When you watch the video below, take note of a few things:

  • Visual imagery: the use of photographs shot from the space station are awesome, they tell a story in themselves and entice an emotional response from the presenter. The reaction becomes a shared experience that the audience takes part in.
  • Connection to real experience: He knows that nobody in the audience has been to outer space, so he relates his fears to something we will understand. Yup, spiders. Not spiders from Mars, but spiders that crawl into our beds or spin webs on our doorways. This, we relate to and it makes his argument easier to follow.
  • Personal story: he not only describes the scientific facts of his journey, but all the emotions that go with it — what he thought and what he felt, and how he was able to overcome his fears in extremely trying circumstances.

These are all elements of a great presentation, and you do not have to walk among the stars to pull it off.

Granted, anytime you can wrap up your talk by singing a little David Bowie… you’re doing just fine.

Change the World

Imagine walking into an empty boardroom, and it looks like this…


You’re the first person to arrive at a meeting, and a projector is set up, so you know there is going to be a presentation. You can sit wherever you want, but you’ll have to wait for the others to arrive.

At this moment… how do you feel?

I posed this question to a group of public servants in one of my recent presentations. The responses I got were not at all surprising:



Bored (and the presentation hadn’t even begun!)

And of course, “Why am I here?”

I was quick to say that I feel the same way, almost every time. I’ve sat through countless presentations wishing someone would stab me in the throat, and that’s time I’ll never get back. And that’s sad.

But it doesn’t have to be that way.

The presentation I was giving that day was a call to action, a dramatically expressed idea that we can change the world we live in, one presentation at a time. Each and every presentation is an opportunity to inspire and to incite change — to convince a willing audience that things do not have to remain the way they are, they can get better. All we need do is invest a little time… and a little passion.

I now see a blank screen as an empty stage where, with a touch of imagination, wondrous things can happen.
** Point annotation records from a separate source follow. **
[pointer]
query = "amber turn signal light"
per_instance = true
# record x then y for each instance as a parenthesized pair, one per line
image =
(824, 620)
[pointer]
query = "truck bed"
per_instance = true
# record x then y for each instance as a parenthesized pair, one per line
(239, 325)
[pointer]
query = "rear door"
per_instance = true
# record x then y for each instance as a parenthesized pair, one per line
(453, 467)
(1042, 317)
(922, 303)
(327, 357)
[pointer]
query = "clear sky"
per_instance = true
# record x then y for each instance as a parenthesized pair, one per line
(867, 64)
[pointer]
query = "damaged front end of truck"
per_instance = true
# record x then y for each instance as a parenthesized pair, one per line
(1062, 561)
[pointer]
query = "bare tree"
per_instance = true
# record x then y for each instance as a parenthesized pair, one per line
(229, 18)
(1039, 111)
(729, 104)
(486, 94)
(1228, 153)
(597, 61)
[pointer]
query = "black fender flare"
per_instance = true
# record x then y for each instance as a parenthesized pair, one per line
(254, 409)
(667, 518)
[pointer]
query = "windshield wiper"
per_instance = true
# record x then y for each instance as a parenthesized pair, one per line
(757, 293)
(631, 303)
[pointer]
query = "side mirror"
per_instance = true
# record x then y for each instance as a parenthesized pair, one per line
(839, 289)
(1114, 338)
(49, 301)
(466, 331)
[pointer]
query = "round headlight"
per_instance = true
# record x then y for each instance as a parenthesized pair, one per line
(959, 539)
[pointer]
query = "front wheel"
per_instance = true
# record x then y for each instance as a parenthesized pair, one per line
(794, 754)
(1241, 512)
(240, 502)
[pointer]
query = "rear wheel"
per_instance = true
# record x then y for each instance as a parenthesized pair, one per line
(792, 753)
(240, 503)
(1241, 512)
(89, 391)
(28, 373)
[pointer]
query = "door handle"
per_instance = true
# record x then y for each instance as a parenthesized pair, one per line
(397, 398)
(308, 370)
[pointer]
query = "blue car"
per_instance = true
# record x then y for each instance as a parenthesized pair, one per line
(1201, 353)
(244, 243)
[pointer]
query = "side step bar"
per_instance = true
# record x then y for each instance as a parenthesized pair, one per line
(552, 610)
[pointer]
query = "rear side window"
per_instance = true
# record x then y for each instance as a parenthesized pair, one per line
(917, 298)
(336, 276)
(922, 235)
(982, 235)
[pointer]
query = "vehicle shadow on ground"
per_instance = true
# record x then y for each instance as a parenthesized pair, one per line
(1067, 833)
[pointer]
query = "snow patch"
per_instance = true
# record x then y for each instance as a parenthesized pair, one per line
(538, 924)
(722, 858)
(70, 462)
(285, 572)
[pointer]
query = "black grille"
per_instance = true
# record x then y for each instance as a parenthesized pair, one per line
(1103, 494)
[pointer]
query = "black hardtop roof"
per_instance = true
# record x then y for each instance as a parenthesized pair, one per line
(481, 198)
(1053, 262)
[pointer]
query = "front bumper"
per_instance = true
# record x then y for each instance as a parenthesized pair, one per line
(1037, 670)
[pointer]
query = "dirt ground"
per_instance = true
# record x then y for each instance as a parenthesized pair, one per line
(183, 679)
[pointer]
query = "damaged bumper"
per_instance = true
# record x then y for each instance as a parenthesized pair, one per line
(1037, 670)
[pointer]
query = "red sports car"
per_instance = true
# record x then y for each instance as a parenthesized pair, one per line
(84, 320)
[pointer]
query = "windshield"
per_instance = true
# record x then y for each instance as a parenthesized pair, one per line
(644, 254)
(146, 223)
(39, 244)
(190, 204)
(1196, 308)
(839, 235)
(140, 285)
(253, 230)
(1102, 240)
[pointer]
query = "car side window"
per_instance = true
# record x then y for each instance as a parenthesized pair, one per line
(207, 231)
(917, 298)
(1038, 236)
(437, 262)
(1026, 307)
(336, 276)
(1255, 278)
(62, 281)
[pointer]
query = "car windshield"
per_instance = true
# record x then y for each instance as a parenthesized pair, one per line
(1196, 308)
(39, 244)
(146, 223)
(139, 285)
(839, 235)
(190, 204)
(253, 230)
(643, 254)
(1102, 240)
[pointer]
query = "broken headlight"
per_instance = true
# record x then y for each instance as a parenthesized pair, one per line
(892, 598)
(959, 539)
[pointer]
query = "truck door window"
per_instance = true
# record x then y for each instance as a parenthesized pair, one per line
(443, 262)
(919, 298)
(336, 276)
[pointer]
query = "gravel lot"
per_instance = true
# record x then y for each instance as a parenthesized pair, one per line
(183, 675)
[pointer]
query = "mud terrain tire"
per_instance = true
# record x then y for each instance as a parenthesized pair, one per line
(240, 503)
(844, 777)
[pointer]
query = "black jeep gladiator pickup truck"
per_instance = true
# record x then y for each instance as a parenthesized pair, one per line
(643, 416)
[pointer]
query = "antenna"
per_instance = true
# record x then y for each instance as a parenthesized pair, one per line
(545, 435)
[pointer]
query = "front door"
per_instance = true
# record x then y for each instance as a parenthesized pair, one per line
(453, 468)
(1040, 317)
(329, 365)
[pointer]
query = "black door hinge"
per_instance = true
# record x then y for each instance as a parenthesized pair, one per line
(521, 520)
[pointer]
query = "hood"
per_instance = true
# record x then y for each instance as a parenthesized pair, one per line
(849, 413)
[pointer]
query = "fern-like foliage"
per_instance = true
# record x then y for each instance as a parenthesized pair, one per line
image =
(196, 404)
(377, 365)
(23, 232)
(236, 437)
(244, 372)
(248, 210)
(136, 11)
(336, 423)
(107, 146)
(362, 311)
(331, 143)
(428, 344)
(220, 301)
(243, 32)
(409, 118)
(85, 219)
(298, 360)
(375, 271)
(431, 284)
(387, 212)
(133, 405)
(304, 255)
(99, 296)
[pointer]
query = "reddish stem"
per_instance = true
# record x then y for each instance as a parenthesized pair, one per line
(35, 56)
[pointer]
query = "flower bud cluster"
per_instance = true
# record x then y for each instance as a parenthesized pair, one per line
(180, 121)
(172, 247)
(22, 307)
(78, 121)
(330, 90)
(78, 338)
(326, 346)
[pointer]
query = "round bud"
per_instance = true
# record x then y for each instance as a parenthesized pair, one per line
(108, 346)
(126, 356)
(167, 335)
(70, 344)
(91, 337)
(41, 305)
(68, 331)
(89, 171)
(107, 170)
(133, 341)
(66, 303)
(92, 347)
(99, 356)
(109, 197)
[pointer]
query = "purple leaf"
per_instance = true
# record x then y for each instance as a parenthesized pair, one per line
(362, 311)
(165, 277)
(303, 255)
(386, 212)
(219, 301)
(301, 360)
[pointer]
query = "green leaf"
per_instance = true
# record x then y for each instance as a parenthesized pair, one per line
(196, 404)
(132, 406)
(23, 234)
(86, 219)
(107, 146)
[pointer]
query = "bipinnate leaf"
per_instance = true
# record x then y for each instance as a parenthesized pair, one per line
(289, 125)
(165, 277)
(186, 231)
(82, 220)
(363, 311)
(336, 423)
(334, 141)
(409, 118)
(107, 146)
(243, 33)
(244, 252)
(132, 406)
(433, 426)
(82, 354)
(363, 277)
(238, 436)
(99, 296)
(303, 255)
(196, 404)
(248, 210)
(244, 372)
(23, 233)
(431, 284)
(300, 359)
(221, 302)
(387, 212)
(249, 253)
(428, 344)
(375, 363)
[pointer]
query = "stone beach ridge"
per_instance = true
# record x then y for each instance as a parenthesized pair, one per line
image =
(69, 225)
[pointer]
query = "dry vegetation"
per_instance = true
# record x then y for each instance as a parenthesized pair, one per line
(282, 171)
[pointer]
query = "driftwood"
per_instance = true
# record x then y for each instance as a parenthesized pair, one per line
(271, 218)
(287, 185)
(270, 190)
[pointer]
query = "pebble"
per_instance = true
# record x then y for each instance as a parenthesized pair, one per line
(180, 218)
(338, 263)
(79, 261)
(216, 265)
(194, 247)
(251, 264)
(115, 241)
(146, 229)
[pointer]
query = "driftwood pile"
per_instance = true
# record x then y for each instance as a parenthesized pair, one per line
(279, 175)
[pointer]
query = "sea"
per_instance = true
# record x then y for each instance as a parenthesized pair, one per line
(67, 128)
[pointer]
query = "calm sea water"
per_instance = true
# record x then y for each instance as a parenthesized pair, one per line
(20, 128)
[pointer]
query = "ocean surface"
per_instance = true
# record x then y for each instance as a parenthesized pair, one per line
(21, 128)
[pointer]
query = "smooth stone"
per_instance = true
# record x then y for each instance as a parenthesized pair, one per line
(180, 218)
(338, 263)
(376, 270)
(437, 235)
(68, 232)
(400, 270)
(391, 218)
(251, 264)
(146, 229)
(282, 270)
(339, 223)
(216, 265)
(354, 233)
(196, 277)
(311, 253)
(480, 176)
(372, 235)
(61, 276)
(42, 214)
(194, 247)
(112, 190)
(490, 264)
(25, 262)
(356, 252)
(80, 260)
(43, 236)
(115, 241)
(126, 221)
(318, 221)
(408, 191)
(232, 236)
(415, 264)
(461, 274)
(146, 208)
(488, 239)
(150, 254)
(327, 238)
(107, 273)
And, yes, some people are gifted public speakers while others practically faint when in front of three people. But the great thing is, when presenting your own material, it doesn’t matter because the best presentations are suited to our own personal styles. Taking the time to create visually persuasive slides, and rehearsing the delivery of your presentation, can make the difference between an inspired audience and a group of conspirators plotting your murder.

One of the world’s greatest presenters and teachers, Nancy Duarte, says:

Passion for your idea should drive you to invest in its communication.

This is the main reason I’ve started this blog, so that I can share my passion for presentations that pop, that resonate, that inspire, and to do what I can to help others think beyond the bullets and the text-ridden slides and create presentations that change the world.

Bring those blank screens and those empty boardrooms to life — and make your space — any space — pop.